VERSEJANDO COM IMAGEM
EM GRAVE DIA, SENHOR, QUE VOS VI
Em grave dia, senhor, que vos vi,
por mi e por quantos me querem bem!
E por Deus, senhor, que vos nom pês en!
E direi-vos quanto per vós perdi:
perdi o mund'e perdi-me com Deus,
e perdi-me com estes olhos meus,
e meus amigos perdem, senhor, mim.
E, mia senhor, mal dia eu naci
por tod'este mal que me por vós vem!
Ca per vós perdi tod'est'e o sem
e quisera morrer e nom morri;
ca me nom quiso Deus leixar morrer
por me fazer maior coita sofrer,
por muito mal que me lh'eu mereci.
Ena mia coita, pero vos pesar
seja, senhor, já quê vos falarei,
ca nom sei se me vos ar veerei:
tanto me vej'em mui gram coit'andar
que morrerei por vós, u nom jaz al.
Catade, senhor, nom vos éste mal,
ca polo meu nom vos venh'eu rogar.
E ar quero-vos ora conselhar,
per bõa fé, o melhor que eu sei
- metede mentes no que vos direi:
quem me vos assi vir desamparar
e morrer por vós, pois eu morto for,
tam bem vos dirá por mi "traedor"
come a mim por vós, se vos matar.
E de tal preço guarde-vos vós Deus,
senhor e lume destes olhos meus,
se vos vós en nom quiserdes guardar!
João Soares Coelho
Trovador medieval
Nacionalidade - Portuguesa
Notas biográficas
Trovador português, ainda descendente, por via bastarda, de Egas Moniz e dos senhores de Ribadouro, João Soares Coelho terá nascido nos anos iniciais da segunda década do século XIII, tendo sido criado, provavelmente, em Cinfães. A primeira notícia que temos dele, datada de 1235, localiza-o, no entanto, no Alentejo, testemunhando um documento do infante D. Fernando de Serpa (irmão mais novo do rei D. Sancho II), plausivelmente como seu cavaleiro e vassal. É possível, pois, que João Soares tenha acompanhado o percurso do infante por esses anos, percurso que o leva primeiro a Roma, em 1238, onde vai implorar perdão ao Papa pelos variados atropelos por si e pelos seus homens cometidos contra os bispos de Lisboa e da Guarda, e que o leva em seguida a Castela, entre 1240 e 1243, como vassalo do rei D. Fernando III, seu primo direito. Segundo José Mattoso, D. Fernando de Serpa terá chegado a integrar a hoste do infante herdeiro, D. Afonso (futuro Afonso X), o que fornece um contexto credível para as relações de proximidade que são visíveis entre João Soares Coelho e os trovadores e jograis que fazem parte, por essa época, do círculo do infante castelhano. Casou, de qualquer modo, por esses anos, com Maria Fernandes de Ordéns, dama galega de uma linhagem relativamente obscura.

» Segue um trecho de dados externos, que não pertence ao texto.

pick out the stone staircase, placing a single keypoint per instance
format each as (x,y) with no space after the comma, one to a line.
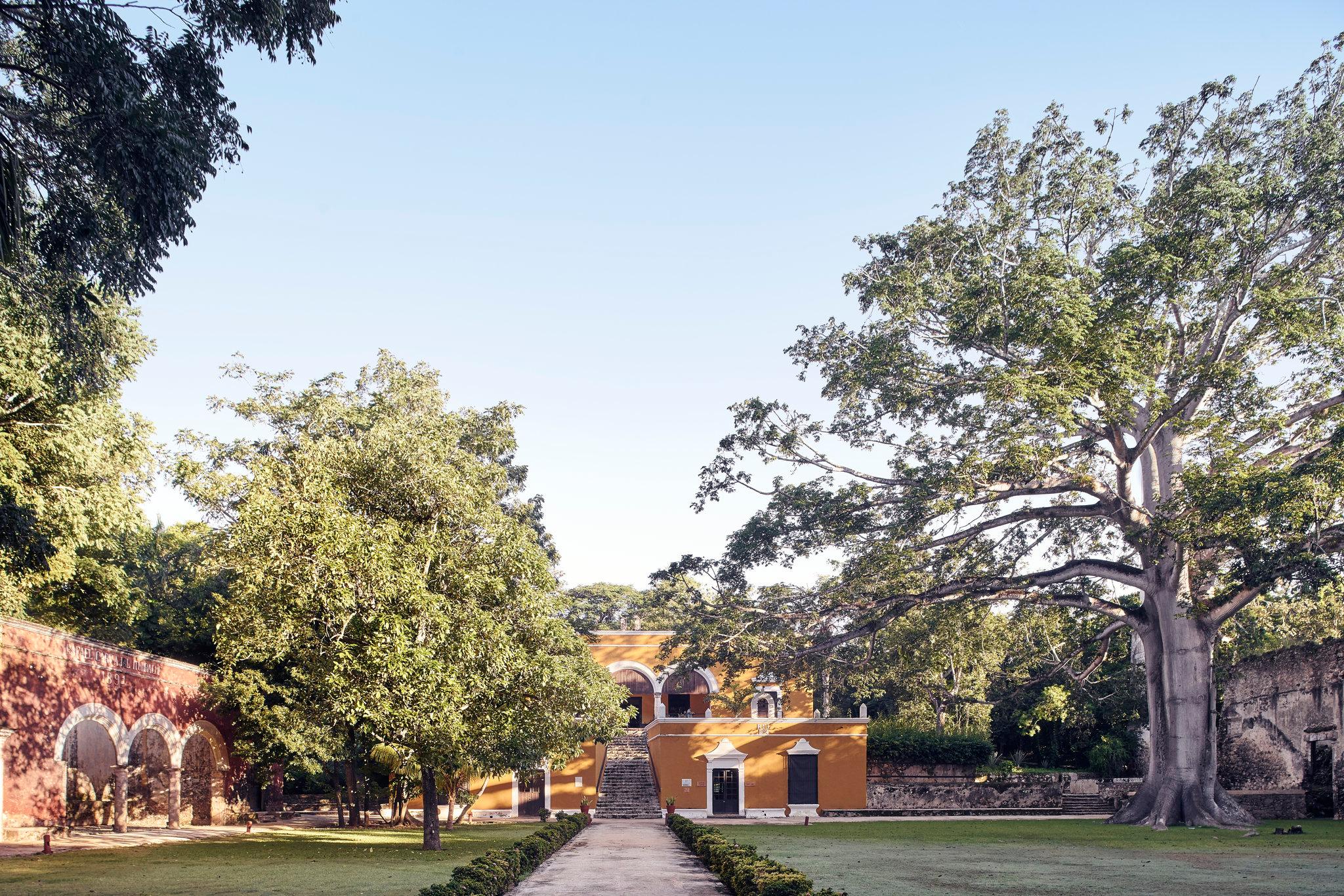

Regressando o infante de Serpa a Portugal em 1243, não sabemos se João Soares o terá ou não acompanhado. São esses igualmente os anos do agravar do conflito que conduziu à guerra civil portuguesa, durante a qual, e enquanto foi vivo, o infante de Serpa tomou o partido do seu outro irmão, o Conde de Bolonha. Da posição de João Soares no conflito nada sabemos de concreto. Seja como for, a partir de 1249, João Soares aparece-nos na corte portuguesa do novo rei, Afonso III, onde passa a ter uma presença constante, recebendo mesmo em doação, em 1254, a vila de Souto de Riba Homem. A sua proximidade com o monarca comprova-se também pela ascensão social da sua família, nomeadamente pelo facto de o seu filho, Pero Coelho, ter sido mais tarde meirinho-mor de D. Dinis. É possível que tenha falecido pouco depois de 1279, data do último documento conhecido em que figura.
Acrescente-se, como pormenor curioso, que, segundo os Livros de Linhagens (LL 36CD), duas das suas filhas foram assassinadas pelos respetivos maridos por mao preço. Num registo diferente, note-se ainda que um dos seus netos, Estêvão Peres Coelho, foi igualmente trovador.